On reading a news report of the mezuzah dispute, Chicago alderman Burton Natarus drafted an amendment to the city's municipal code which made it illegal for a renter or owner of an apartment, house, or condo to be prohibited from "placing or affixing a religious sign, symbol or relic on the door, door post or entrance." Although there was opposition, it became law in Chicago that December. The first such legislation in North America, it included a maximum $500 fine for its violation.

Notwithstanding this legislation, in 2006, a federal court judge determined that the rule did not violate the Federal Fair Housing Act; the district court upheld the opinion on appeal in 2008; in 2009, the U.S. Court of Appeals for the 7th Circuit in Chicago reversed the 2008 decision, and the case proceeded. Meanwhile, records of the Chicago Jewish Star were unsuccessfully subpoenaed, and Illinois' anti-SLAPP legislation was applied.
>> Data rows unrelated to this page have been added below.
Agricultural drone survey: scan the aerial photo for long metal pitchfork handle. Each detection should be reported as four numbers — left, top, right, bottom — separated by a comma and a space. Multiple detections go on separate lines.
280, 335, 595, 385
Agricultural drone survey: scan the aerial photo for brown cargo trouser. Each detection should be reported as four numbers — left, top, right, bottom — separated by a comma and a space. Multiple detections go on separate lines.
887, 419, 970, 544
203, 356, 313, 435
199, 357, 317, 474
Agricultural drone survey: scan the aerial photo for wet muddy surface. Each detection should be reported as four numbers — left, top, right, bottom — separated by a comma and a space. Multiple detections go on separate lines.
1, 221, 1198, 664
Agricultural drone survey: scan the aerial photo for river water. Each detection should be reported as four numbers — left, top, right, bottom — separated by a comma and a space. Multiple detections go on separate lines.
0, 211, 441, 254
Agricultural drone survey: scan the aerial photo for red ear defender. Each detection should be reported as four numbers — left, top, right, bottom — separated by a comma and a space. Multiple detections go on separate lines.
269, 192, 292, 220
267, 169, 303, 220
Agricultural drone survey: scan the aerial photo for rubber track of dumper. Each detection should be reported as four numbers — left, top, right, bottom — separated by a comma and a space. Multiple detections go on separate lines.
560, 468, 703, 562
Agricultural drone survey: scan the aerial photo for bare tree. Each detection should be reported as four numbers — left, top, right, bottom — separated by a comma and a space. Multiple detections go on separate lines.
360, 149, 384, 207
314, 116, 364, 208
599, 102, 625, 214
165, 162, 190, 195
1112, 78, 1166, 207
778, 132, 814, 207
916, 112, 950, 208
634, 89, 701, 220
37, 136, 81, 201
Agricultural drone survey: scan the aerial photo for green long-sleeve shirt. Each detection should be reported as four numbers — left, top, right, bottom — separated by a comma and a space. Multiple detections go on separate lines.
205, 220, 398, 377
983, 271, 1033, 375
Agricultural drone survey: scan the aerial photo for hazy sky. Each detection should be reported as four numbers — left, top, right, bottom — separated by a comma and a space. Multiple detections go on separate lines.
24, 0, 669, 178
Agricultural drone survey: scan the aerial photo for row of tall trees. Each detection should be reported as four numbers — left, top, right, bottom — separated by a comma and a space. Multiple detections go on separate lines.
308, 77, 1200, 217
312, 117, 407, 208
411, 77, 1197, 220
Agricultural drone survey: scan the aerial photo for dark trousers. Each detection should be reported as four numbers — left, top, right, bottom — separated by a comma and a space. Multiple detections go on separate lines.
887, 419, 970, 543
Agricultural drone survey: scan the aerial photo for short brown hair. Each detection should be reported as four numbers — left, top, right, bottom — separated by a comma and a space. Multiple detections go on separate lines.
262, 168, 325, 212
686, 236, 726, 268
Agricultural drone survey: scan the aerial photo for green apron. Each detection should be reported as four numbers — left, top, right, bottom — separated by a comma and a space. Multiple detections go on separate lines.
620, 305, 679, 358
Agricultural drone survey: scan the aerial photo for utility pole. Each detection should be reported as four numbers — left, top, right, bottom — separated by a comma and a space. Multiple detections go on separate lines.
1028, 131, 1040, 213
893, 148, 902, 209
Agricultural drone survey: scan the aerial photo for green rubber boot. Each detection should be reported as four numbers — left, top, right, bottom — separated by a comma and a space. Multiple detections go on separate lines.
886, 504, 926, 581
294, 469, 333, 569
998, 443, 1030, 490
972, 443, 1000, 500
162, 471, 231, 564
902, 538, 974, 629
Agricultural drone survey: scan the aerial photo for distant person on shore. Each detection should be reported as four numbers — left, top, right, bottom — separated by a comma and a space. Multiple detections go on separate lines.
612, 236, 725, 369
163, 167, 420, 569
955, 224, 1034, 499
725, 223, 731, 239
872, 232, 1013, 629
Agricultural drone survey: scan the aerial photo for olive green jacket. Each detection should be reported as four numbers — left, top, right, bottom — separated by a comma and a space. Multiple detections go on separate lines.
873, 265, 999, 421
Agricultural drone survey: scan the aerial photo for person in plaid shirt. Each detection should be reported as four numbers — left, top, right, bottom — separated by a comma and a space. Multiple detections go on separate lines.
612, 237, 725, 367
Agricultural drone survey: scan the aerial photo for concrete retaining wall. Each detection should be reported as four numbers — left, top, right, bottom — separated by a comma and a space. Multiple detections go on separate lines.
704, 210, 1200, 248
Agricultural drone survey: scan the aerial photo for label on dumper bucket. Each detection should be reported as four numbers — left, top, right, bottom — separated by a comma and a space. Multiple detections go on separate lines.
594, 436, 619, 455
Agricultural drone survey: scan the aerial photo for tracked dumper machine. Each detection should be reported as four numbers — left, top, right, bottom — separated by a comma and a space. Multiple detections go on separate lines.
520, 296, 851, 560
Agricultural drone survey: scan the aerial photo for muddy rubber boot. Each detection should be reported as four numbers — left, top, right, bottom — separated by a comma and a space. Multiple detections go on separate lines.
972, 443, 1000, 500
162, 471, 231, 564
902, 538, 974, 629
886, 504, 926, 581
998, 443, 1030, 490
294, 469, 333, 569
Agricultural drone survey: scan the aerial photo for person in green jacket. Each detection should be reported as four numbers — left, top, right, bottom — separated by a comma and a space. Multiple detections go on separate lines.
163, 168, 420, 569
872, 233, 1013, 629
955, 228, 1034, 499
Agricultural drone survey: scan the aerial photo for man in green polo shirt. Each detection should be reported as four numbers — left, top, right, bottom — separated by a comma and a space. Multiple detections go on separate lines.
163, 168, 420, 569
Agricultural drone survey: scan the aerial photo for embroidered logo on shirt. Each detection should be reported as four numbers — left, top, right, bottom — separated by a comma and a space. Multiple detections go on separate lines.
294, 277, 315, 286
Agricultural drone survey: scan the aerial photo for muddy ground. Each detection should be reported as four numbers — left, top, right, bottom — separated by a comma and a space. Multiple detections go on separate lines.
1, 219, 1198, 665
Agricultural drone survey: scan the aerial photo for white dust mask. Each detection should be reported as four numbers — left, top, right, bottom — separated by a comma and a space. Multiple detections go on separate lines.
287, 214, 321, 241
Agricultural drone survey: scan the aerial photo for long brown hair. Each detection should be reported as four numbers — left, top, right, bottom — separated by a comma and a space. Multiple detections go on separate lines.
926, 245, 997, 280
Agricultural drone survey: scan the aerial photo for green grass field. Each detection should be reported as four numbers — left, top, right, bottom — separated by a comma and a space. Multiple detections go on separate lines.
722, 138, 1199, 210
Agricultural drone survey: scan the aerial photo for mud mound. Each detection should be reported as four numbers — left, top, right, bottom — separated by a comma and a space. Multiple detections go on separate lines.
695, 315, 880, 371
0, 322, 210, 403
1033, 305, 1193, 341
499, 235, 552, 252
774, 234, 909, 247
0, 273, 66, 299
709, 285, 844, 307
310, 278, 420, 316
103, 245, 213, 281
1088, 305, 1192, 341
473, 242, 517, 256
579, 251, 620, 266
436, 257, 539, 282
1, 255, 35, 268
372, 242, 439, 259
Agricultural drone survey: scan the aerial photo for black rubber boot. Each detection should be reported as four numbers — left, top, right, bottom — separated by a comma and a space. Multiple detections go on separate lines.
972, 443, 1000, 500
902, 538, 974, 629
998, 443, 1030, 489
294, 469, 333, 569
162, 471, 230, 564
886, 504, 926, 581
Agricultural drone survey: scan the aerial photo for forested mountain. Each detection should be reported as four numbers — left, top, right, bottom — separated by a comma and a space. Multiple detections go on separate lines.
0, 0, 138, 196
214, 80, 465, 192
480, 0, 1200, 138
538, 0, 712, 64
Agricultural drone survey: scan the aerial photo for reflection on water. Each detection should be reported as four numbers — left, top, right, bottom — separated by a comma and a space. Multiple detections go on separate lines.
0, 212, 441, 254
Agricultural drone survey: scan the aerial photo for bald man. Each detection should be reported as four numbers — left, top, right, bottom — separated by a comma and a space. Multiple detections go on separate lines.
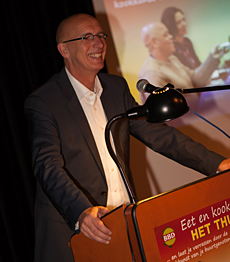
139, 22, 221, 102
24, 15, 230, 262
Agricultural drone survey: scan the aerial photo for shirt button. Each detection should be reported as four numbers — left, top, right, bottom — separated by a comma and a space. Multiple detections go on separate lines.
101, 191, 107, 197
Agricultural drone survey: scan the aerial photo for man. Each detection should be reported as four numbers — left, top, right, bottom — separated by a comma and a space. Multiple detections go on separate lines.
139, 22, 223, 102
24, 14, 230, 262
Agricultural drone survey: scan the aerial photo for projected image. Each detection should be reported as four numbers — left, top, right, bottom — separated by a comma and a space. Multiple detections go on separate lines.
139, 6, 230, 103
92, 0, 230, 198
93, 0, 230, 127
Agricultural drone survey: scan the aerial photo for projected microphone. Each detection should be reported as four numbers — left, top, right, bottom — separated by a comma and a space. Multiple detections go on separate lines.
136, 79, 159, 93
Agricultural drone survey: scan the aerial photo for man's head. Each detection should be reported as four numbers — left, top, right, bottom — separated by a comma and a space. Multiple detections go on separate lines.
141, 22, 175, 61
56, 14, 107, 79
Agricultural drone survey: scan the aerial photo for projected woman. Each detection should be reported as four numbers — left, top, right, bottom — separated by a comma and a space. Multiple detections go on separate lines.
161, 7, 201, 69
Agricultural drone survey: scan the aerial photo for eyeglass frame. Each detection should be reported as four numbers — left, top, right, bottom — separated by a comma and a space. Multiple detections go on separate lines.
62, 32, 108, 43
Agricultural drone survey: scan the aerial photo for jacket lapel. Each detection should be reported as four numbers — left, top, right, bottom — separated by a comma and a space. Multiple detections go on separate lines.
99, 74, 127, 171
99, 76, 118, 125
55, 68, 105, 178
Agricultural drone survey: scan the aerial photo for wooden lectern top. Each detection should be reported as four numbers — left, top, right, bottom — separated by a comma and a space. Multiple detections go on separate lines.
70, 169, 230, 262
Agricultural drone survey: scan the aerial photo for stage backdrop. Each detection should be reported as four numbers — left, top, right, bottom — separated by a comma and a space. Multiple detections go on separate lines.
92, 0, 230, 200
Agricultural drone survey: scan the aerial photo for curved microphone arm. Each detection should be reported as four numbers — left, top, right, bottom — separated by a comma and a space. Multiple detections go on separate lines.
105, 113, 136, 204
104, 85, 189, 205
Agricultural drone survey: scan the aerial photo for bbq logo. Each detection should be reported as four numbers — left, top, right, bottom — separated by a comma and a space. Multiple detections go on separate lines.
162, 227, 176, 248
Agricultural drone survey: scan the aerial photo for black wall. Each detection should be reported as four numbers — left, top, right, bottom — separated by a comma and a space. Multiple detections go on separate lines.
1, 1, 98, 261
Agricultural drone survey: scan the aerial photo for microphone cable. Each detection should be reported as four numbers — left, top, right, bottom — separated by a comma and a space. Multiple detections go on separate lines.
190, 108, 230, 139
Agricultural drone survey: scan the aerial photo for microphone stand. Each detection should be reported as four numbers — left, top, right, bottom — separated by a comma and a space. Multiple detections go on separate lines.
165, 84, 230, 94
105, 113, 136, 204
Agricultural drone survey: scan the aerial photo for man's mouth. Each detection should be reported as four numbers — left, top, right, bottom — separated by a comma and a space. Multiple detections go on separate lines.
88, 53, 102, 58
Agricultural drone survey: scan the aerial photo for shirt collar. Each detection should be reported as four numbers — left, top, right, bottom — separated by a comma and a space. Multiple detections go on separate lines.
150, 54, 175, 66
65, 67, 103, 101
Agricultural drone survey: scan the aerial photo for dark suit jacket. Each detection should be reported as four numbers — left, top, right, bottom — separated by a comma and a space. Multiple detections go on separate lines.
24, 68, 225, 262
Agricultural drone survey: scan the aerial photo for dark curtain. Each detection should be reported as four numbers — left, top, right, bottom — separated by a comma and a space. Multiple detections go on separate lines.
0, 1, 100, 261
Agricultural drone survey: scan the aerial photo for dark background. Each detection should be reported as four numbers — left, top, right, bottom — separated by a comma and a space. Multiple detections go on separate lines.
1, 1, 102, 261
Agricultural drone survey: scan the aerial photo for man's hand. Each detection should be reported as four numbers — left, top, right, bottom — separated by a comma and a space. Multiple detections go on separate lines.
211, 44, 229, 59
217, 159, 230, 172
78, 206, 112, 244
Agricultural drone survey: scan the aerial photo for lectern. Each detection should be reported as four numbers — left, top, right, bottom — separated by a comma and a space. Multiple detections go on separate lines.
70, 169, 230, 262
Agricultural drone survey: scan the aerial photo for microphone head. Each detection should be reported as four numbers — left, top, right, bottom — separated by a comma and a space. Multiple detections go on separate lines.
136, 79, 149, 93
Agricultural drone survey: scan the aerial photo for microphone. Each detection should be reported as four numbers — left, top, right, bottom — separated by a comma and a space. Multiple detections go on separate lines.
137, 79, 230, 95
136, 79, 159, 93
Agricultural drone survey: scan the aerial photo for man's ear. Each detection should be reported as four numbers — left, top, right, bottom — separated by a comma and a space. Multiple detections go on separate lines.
151, 37, 158, 48
57, 43, 69, 58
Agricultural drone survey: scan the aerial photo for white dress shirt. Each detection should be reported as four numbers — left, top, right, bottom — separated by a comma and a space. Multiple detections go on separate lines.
65, 68, 130, 212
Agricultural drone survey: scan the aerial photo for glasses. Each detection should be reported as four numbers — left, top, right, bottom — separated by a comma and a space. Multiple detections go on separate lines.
63, 32, 107, 43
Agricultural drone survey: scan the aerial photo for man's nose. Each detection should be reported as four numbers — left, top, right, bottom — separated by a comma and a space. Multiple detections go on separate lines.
92, 36, 105, 46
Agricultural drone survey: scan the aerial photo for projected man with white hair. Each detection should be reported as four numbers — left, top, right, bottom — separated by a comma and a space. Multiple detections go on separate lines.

In 2011, a confidential settlement to the Shoreline Towers disputes was achieved.

In January 2006, a more narrowly focused amendment to the state's Condominium Property Act was initiated by Illinois Senator Ira Silverstein, the first such state law, which specifically prohibited Condominium Boards from creating "a rule or regulation that shall prohibit any reasonable accommodation for religious practices, including the attachment of religiously-mandated objects to the front door area of a condominium unit." That April, the bill was signed by Governor Rod Blagojevich, and went into effect January 1, 2007.

In 2006, a woman in a condo building in Fort Lauderdale, Florida, was instructed to remove the mezuzah from her hallway unit and threatened with a fine. After a lengthy legal battle, the condo association was found guilty of discrimination. In 2008, House Bill 995, an amendment to the Florida Condominium Act, modeled on the Illinois state legislation, became law.

In Texas in 2007, a couple living in Houston was instructed to "remove the item attached to your door frame" to avoid violating association rules. A legal battle ensued, during which a U.S. District Court judge ruled in 2008 on behalf of the condo association. Subsequently, the couple turned to Texas House of Representatives member Garnet F. Coleman. His bill to protect such religious displays, as introduced in 2009, was not adopted, but in June 2011 a slightly revised version (HB1278) was signed into law by Texas Governor Rick Perry.

A bill designed to prevent mezuzah bans nationwide was proposed in 2008 (H.R. 6932) by U.S. Congressman Jerrold Nadler. It never became law.